Planting & Weeding

written by Terry - April 12th, 2011 at 10:23 am

Planting & WeedingThe other day, Sandy posted a great blog about setting goals and expectations for ourselves. In it, she compared the human mind to a farmer’s fertile field – soil that is rich but passive, leaving it up to the farmer to decide what crop to plant.

Her words got me thinking about the responsibility we need to take for our choices. At its best, that’s a two-part process. We need to pick the crop we want to plant. We also need to be willing to do enough weeding to give our crop a chance to flourish. In doing so, we need to be able to tell the difference between good seeds and bad weeds, even when they look a lot alike.

What do I mean by that? Well, take a glance at the following pair of traits, one good, one potentially harmful.

Good Seed:

Team Member X is a natural listener, a real “people person.” She loves a good story and shows a lively curiosity about the details of people’s lives. Six months after a patient’s last visit, she’s the team member who remembers to ask how the patient’s daughter is doing at college, or whether the family decided to get a dog. She always remembers team members’ birthdays, and she goes out of her way to make new hires feel welcome.

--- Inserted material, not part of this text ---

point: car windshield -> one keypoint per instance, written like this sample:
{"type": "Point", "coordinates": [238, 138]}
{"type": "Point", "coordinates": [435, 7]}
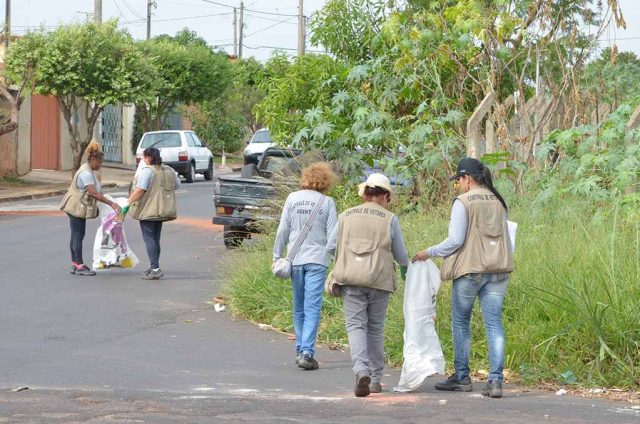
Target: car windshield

Sounds perfect, right? But these same personality traits have a potential darker side…

Bad Weed:

Team Member X loves a good story so much that, in the absence of one, she may embellish the truth a bit, just to keep things interesting. Addicted to drama, she sometimes stirs things up, reminding other team members of small slights that had already forgiven and forgotten, or surrendering to the temptation to turn office gossip into an art form. Basically, she’s a good-hearted person, but her outgoing nature sometimes tempts her to value excitement more than tact.

Oops.

In a case like this, a little judicious weeding can make all the difference in the world. By cultivating her warm, nurturing side but discouraging the impulse to indulge in less constructive

interventions, Team Member X can become the glue that holds the team together, not the wedge that drives it apart. Both roles arise from the same traits. The outcome all depends on which of those crops she chooses to nurture.

Do you have a character trait that works both for and against you?